From d1c7be84f6885e658f0e272f2532cc0350234054 Mon Sep 17 00:00:00 2001
From: Marwan Zouinkhi <zouinkhim@janelia.hhmi.org>
Date: Sun, 7 Jun 2026 20:51:09 -0400
Subject: [PATCH 2/2] block_filter: log start/end and show tqdm progress

When `block_filter` is set, `_apply_block_filter` can take many seconds
to minutes on large block grids (e.g. ~14M candidate blocks for a
sparse-mask volumetric inference). Emit an INFO log at start, drive a
tqdm progress bar across all levels, and log the surviving block count
at the end so callers can tell whether the master is making progress or
stuck.

Per-level totals are computed analytically up-front so tqdm reports a
real total without exhausting the underlying generator.
---
 daisy/dependency_graph.py | 44 +++++++++++++++++++++++++++++++++++----
 1 file changed, 40 insertions(+), 4 deletions(-)

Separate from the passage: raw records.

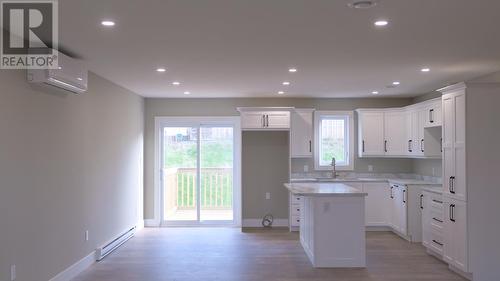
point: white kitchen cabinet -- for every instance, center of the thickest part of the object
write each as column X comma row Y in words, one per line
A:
column 265, row 118
column 408, row 132
column 454, row 168
column 399, row 209
column 455, row 249
column 433, row 222
column 395, row 134
column 433, row 114
column 377, row 204
column 371, row 133
column 301, row 133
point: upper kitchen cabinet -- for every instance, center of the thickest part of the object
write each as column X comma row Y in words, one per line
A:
column 433, row 115
column 370, row 133
column 395, row 133
column 408, row 132
column 301, row 132
column 265, row 118
column 454, row 162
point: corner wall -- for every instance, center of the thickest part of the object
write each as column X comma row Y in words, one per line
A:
column 68, row 163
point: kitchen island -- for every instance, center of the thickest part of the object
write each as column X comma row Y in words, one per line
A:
column 332, row 229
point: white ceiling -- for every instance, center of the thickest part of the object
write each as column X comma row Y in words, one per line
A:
column 243, row 48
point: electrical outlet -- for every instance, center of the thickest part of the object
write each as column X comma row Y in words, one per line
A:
column 13, row 272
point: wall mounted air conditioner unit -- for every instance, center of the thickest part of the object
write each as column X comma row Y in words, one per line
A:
column 71, row 75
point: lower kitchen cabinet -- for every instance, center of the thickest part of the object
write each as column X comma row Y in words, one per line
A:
column 399, row 209
column 455, row 248
column 377, row 204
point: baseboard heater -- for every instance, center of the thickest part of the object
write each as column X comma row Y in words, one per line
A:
column 117, row 242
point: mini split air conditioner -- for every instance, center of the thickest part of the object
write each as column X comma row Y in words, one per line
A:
column 71, row 75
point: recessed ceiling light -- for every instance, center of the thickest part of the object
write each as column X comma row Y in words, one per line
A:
column 362, row 4
column 381, row 23
column 108, row 23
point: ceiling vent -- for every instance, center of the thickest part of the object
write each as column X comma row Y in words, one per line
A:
column 362, row 4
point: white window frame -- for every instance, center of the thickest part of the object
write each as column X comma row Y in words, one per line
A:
column 349, row 116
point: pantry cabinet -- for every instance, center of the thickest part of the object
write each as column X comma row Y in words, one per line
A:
column 455, row 233
column 301, row 133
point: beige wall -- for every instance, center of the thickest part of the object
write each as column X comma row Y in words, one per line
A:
column 68, row 163
column 265, row 161
column 225, row 107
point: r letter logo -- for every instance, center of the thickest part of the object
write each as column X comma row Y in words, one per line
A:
column 29, row 34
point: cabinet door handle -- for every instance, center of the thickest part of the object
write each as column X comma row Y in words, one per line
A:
column 452, row 185
column 440, row 244
column 452, row 212
column 438, row 220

diff --git a/daisy/dependency_graph.py b/daisy/dependency_graph.py
index 0fa8ee5c..6f23e1f0 100644
--- a/daisy/dependency_graph.py
+++ b/daisy/dependency_graph.py
@@ -4,6 +4,7 @@
 from .roi import Roi
 
 import numpy as np
+from tqdm import tqdm
 
 from itertools import product
 import logging
@@ -159,11 +160,46 @@ def _apply_block_filter(self):
         """Materialize every level's blocks once and keep only those passing
         ``block_filter``. After this, ``num_blocks``, ``num_roots``, and
         ``level_blocks`` all reflect the surviving set.
+
+        Walks all blocks across all levels with a tqdm progress bar so callers
+        can see how the eager filter is advancing.
         """
-        self._filtered_blocks_by_level = [
-            [b for b in self._unfiltered_level_blocks(level) if self.block_filter(b)]
-            for level in range(len(self._level_offsets))
-        ]
+        num_levels = len(self._level_offsets)
+        # Analytical per-level counts let tqdm show a real total without
+        # exhausting the underlying generator.
+        per_level_totals = [self._num_level_blocks(level) for level in range(num_levels)]
+        total = int(sum(per_level_totals))
+
+        logger.info(
+            "Task %s: starting block_filter on %d candidate blocks across %d levels...",
+            self.task_id,
+            total,
+            num_levels,
+        )
+
+        kept = []
+        with tqdm(
+            total=total,
+            desc=f"block_filter({self.task_id})",
+            unit="block",
+        ) as pbar:
+            for level in range(num_levels):
+                level_kept = []
+                for b in self._unfiltered_level_blocks(level):
+                    if self.block_filter(b):
+                        level_kept.append(b)
+                    pbar.update(1)
+                kept.append(level_kept)
+
+        self._filtered_blocks_by_level = kept
+        surviving = sum(len(k) for k in kept)
+        logger.info(
+            "Task %s: block_filter kept %d / %d blocks (%.2f%%) — workers will only see these.",
+            self.task_id,
+            surviving,
+            total,
+            (100.0 * surviving / total) if total else 0.0,
+        )
 
     @property
     def num_levels(self):